Esos 400.000 ganaderos quisieran venderle su leche a la industria formal, que solo compró 3.449 millones de litros en 2025, apenas el 41% de la producción y, para colmo, solo 20 empresas compran casi el 70% de ese limitado acopio. Hay entonces muchísimos vendedores detrás de poquísimos compradores. ¿Qué sucede en estos mercados que los economistas llaman “oligopsonio”? Sencillo. Que los compradores “mangonean” con el precio, sin contar con que, para los pequeños productores que no logran venderle a la industria formal, el mangoneo en la informalidad es peor y los precios aún más bajos.

Para rematar, la industria, que tiene a su disposición 3.000 millones de litros, en 2025 importó ¡77.605 toneladas! de leche y derivados, equivalente a 653 millones de litros y al 18% del total de sus compras. Y hacia delante lo seguirá haciendo, si los precios internacionales, la tasa de cambio y la eliminación de aranceles con Estados Unidos a partir de 2026, convierten en mejor negocio comprarles a prósperos granjeros estadounidenses, que a empobrecidos campesinos colombianos.
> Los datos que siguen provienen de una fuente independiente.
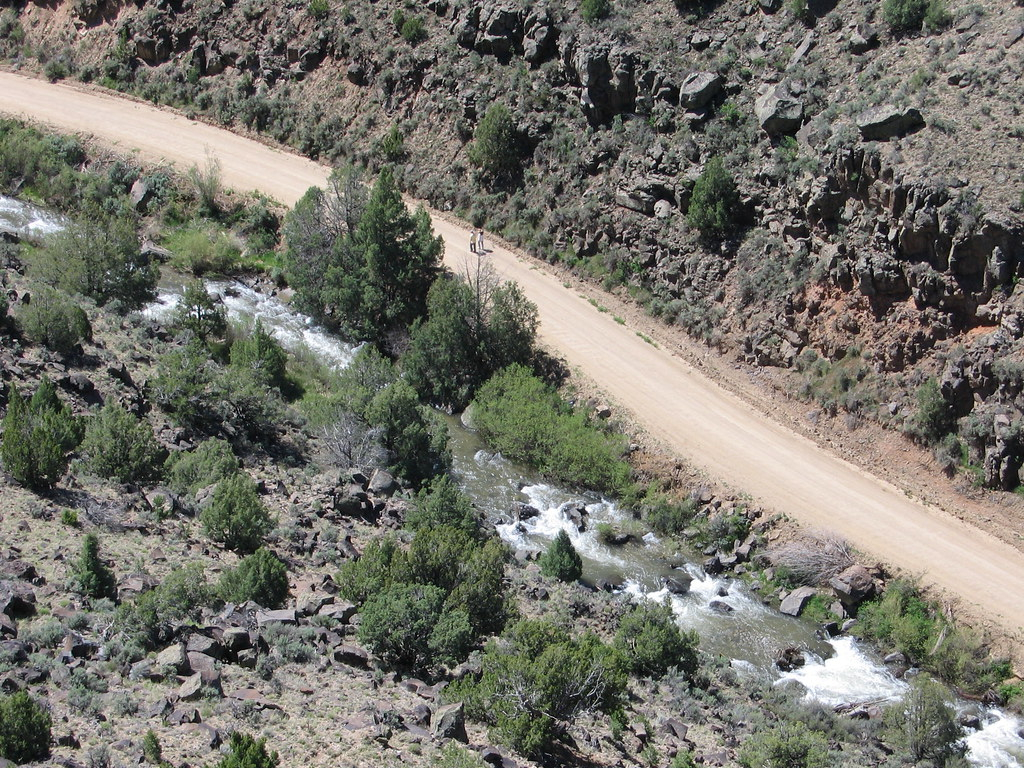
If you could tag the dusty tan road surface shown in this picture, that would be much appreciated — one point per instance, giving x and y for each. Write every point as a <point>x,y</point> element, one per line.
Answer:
<point>692,416</point>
Y hay más; es decir: “tras de cotudos con paperas”, pues el Ministerio de Agricultura actualiza anualmente año la Resolución 017/12, la cual establece precios de referencia de la leche cruda, y la situación es de no creer: El mismo gobierno que decreta un incremento del salario mínimo del 23%, que empuja hacia arriba los costos de producción, estima que el esfuerzo de los productores de leche, campesinos minifundistas en su mayoría, a los que dice defender, merece apenas un incremento del ¡1,3%!

La “quincena lechera” es el sueldo de esos 230.000 pequeños ganaderos que no contratan, porque ellos son los trabajadores de sus microempresas, condenados a un aumento miserable, mientras los mayores ingresos del resto de los asalariados dispara la inflación y el costo de la canasta familiar, obligando al campesino ganadero, a la hora de mercar, a repartir sus ingresos entre la comida para su familia y el concentrado para sus animales.
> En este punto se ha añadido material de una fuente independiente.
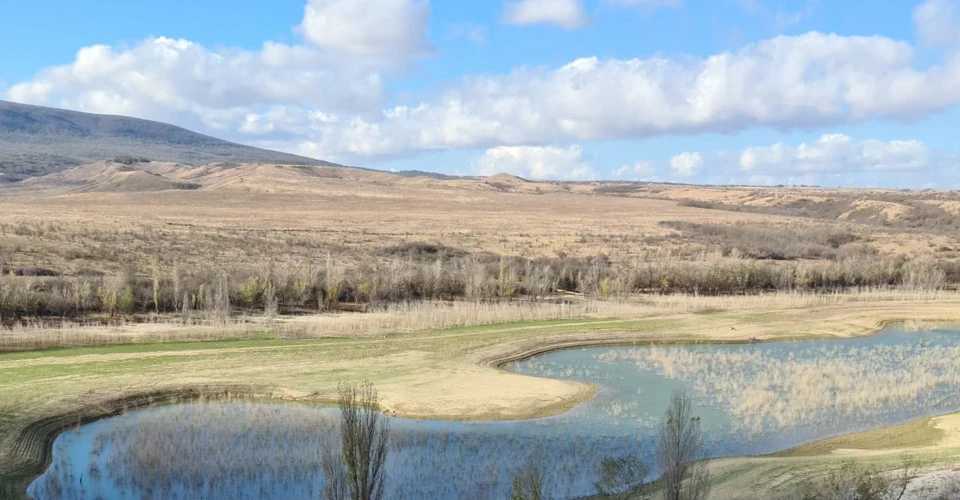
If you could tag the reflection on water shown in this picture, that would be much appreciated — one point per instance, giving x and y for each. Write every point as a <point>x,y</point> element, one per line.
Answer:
<point>754,398</point>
¿Qué pensarán del discurso de la desigualdad que el Gobierno dice combatir? ¿Dónde queda el discurso del salario vital?, ¿Dónde el del campesinado sujeto de derechos?

Ni qué decir de los medianos productores, que contratan empleados, pagando 23% más en salarios y recibir solo 1,3% más por su leche. Las cuentas no dan.

Los problemas de la cadena láctea no son de hoy, son estructurales y afectan a su eslabón más importante y a la vez más débil: el que produce la leche. Desde hace más de 20 años los planteo en este espacio con propuestas de solución a todos los gobiernos.

Nada ha cambiado y, por el contrario, hoy enfrentamos una tragedia rural quizás irreparable y, lo que es peor…, anunciada.